Mike Norton Griffiths, a longtime Kenyan resident who researches the economics of conservation, has a different concern about the ivory burn: What happens to the ivory market when you effectively remove this much — his estimate is 5 percent — of the world supply at one time?
"Look what happened when Iraq went offline with its oil" during the Iran-Iraq war in the 1980s, he notes. "That was 5 percent of the market. Oil prices shot through the roof!"
Higher ivory prices could lure more poachers to get into the trade and hunt more elephants, he and others warn.
A number of prominent conservationists disagree.
Kenya's very first ivory burn — of 12 tons of ivory — helped lead to significant changes in global policy on the ivory trade.
Paula Kahumbu, the Kenyan CEO of the conservation group WildlifeDirect, says that keeping ivory locked in Kenya's vaults is a far more dangerous temptation to illegal traders than the higher prices Griffiths warns of.
"If you're a dealer and you need a ton of ivory, where is the hugest place to go?" Kahumbu says. "It's not to go hunting [elephants]. That's actually quite risky, to go hunting animals. Actually, if you can raid a stockpile by bribing the guy who has the key, that's going to be the fastest way that you can get your ivory."

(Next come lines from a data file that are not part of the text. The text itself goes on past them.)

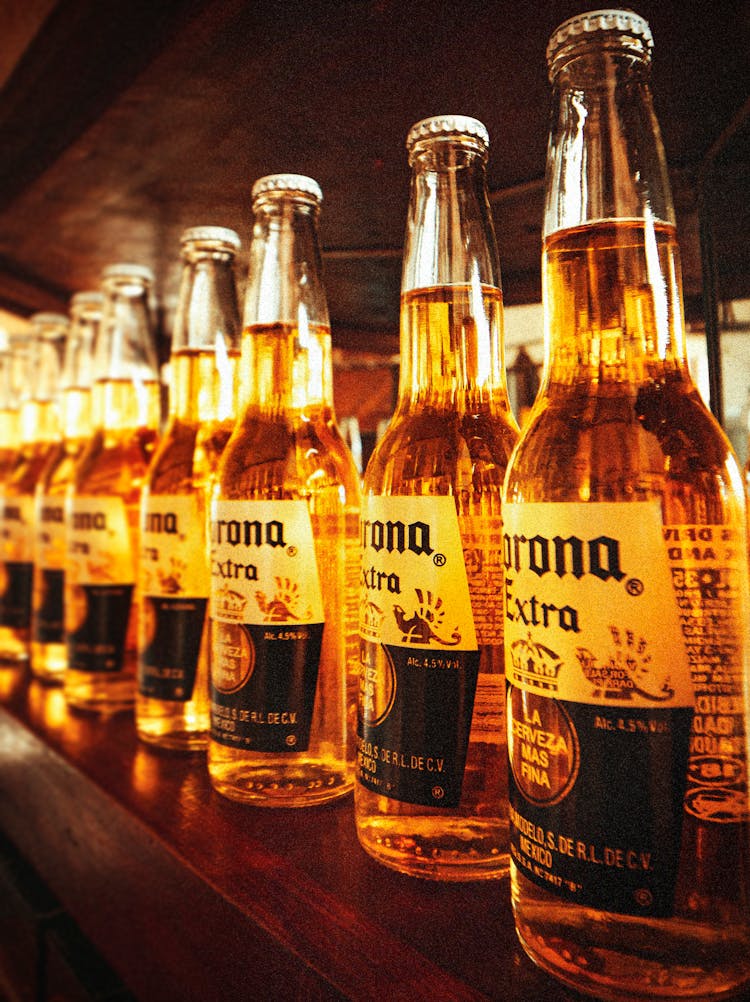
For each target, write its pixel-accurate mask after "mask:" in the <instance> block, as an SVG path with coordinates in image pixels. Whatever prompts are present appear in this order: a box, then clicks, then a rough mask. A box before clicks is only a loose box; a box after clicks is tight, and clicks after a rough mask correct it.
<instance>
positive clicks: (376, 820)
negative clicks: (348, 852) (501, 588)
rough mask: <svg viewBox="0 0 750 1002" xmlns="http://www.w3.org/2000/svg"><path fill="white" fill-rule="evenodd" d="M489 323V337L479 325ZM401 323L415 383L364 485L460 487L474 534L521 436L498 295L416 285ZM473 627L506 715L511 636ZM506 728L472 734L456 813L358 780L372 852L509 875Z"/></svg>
mask: <svg viewBox="0 0 750 1002" xmlns="http://www.w3.org/2000/svg"><path fill="white" fill-rule="evenodd" d="M483 323H484V324H485V325H486V329H487V334H486V335H485V336H484V337H483V336H482V335H481V333H480V334H479V335H478V333H477V326H478V324H483ZM402 325H403V330H405V331H408V332H409V335H410V336H409V339H408V343H409V344H410V345H411V347H412V353H411V355H410V356H408V357H407V358H405V357H404V355H403V358H402V366H403V367H404V368H405V369H406V372H403V373H402V385H404V384H405V382H406V383H407V385H409V383H408V381H409V380H410V379H411V380H412V384H413V385H412V386H411V388H410V392H409V394H408V395H405V396H403V397H402V399H401V401H400V406H399V408H398V410H397V413H396V415H395V417H394V420H393V422H392V423H391V425H390V427H389V429H388V431H387V432H386V435H385V436H384V438H383V440H382V441H381V443H380V444H379V446H378V447H377V449H376V451H374V453H373V455H372V458H371V459H370V461H369V464H368V466H367V470H366V472H365V475H364V491H365V494H372V495H377V496H383V495H412V496H417V497H425V496H430V495H446V494H452V495H453V496H454V497H455V498H456V505H457V511H458V517H459V529H460V531H461V533H462V538H463V539H466V538H467V536H468V533H469V531H470V529H471V523H472V521H473V520H474V519H477V518H487V517H490V518H496V519H497V518H499V517H500V515H501V490H502V486H503V478H504V476H505V471H506V468H507V465H508V460H509V457H510V454H511V451H512V449H513V447H514V445H515V443H516V439H517V437H518V429H517V427H516V423H515V420H514V418H513V416H512V415H511V412H510V407H509V404H508V398H507V394H506V391H505V384H504V382H503V377H502V369H501V368H500V366H501V363H500V362H499V361H498V360H500V359H502V355H501V351H500V346H499V345H498V344H497V343H495V339H500V338H502V331H503V322H502V300H501V294H500V292H499V291H497V290H490V289H484V290H483V293H482V297H481V302H480V303H479V304H478V302H477V300H476V297H475V296H474V295H473V293H472V291H470V290H469V289H467V288H465V287H451V288H439V289H431V290H417V291H415V292H412V293H408V294H407V295H406V296H405V297H404V298H403V303H402ZM493 360H494V361H493ZM470 594H471V579H470ZM498 600H499V601H502V594H501V595H500V596H499V598H498ZM477 632H478V638H479V641H480V668H479V670H480V675H481V676H482V675H491V676H495V678H496V688H497V691H498V700H497V702H498V705H497V712H498V715H503V714H504V706H503V704H504V689H505V686H504V682H503V678H504V676H505V666H504V651H503V645H502V642H498V641H497V639H496V640H494V641H493V642H483V640H482V633H481V626H480V624H477ZM363 642H364V641H363ZM370 647H374V650H373V651H372V652H370V654H369V655H368V656H369V657H377V658H379V659H381V660H383V658H384V657H385V654H384V653H383V651H382V649H380V648H379V647H378V646H377V645H370ZM416 726H419V724H416ZM501 730H502V733H501V734H500V735H497V736H495V737H494V738H493V739H488V738H487V736H484V737H483V735H482V734H481V733H480V734H478V733H477V732H476V731H474V730H473V732H472V733H471V735H470V740H469V750H468V756H467V762H466V769H465V773H464V784H463V788H462V797H461V803H460V805H459V807H458V809H456V810H439V809H433V808H428V807H423V806H421V805H415V804H406V803H402V802H400V801H397V800H393V799H391V798H388V797H383V796H381V795H379V794H376V793H373V792H370V791H369V790H367V789H365V788H364V787H363V786H362V785H361V784H357V785H356V787H355V789H354V806H355V818H356V829H357V835H358V837H359V841H360V843H361V845H362V846H363V848H364V849H365V850H366V852H367V853H369V855H370V856H373V857H374V858H376V859H377V860H379V861H380V862H381V863H384V864H386V865H387V866H390V867H392V868H394V869H396V870H400V871H402V872H404V873H408V874H412V875H413V876H421V877H433V878H439V879H441V880H477V879H489V878H497V877H501V876H503V875H504V874H506V873H507V872H508V865H509V857H508V851H509V843H508V765H507V756H508V752H507V741H506V735H505V725H503V727H502V728H501Z"/></svg>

Kahumbu's group has documented how ivory tusks go missing from African vaults or courtroom exhibit rooms and end up right back on the ivory market, because of corruption.
Stop Ivory, another wildlife conservation group, helped organize Saturday's burn, in which several African heads of state took part.

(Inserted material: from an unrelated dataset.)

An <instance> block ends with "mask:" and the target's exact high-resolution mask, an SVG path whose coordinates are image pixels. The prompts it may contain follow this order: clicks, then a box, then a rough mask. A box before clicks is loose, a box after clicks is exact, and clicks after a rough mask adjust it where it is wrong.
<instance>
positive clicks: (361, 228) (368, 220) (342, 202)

"It will be a pleasure to burn it," Kenyan President Uhuru Kenyatta wrote in an editorial on Friday, "and do my part to destroy any possibility that poachers and their accomplices might benefit from the slaughter of Kenya's elephants."
If ivory is to be destroyed, Kenyan officials reason, then it should be done in as public a ceremony as possible. Today's burn was timed to coincide with a continental summit on elephant conservation, so that other African dignitaries and heads of state could participate and show their contempt for the ivory trade. (One of burn-master Hollister's many jobs was an act of diplomacy — to make sure that no ivory pyre burned higher than the one the Kenyan president lit.)
But beyond the theatrics, the question is whether the anti-ivory message will sway buyers in the world's biggest ivory market — China. Does public shaming work on Chinese buyers?
"No," says Hongxiang Huang, the CEO of China House, a foundation in Nairobi to help Chinese living in Africa integrate. "With Chinese, that [shame] strategy is one that I would strongly advise not to use."
Huang worries that finger-wagging on ivory only politicizes the issue and plays into Chinese fears that their country is being undermined by Western NGOs and governments. Already, Huang says, many Chinese see ivory as an issue that the West uses as an excuse to criticize China.
The anti-ivory messages are stronger when they come from China's own leaders. Last year, China agreed to phase out its domestic ivory trade. The price of ivory dropped by almost half, even though no timeline for implementing the ban was given. Kahumbu says that was a bigger price drop than today's burn — or any burn, for that matter — could hope to achieve.
But Huang says the good news, from his perspective, is that most of the audience in China who happen to watch this burn on TV probably won't see it as the shame message it's intended to be.
"I think the burn will just be perceived [as demonstrating] that more and more governments are trying to phase this out and get out of this market," he says. "So it's something that is just fading away."
That may prove to be the most powerful incentive to abandon ivory, he suggests. One thing that proud Chinese people don't want to be, these days, is behind the times.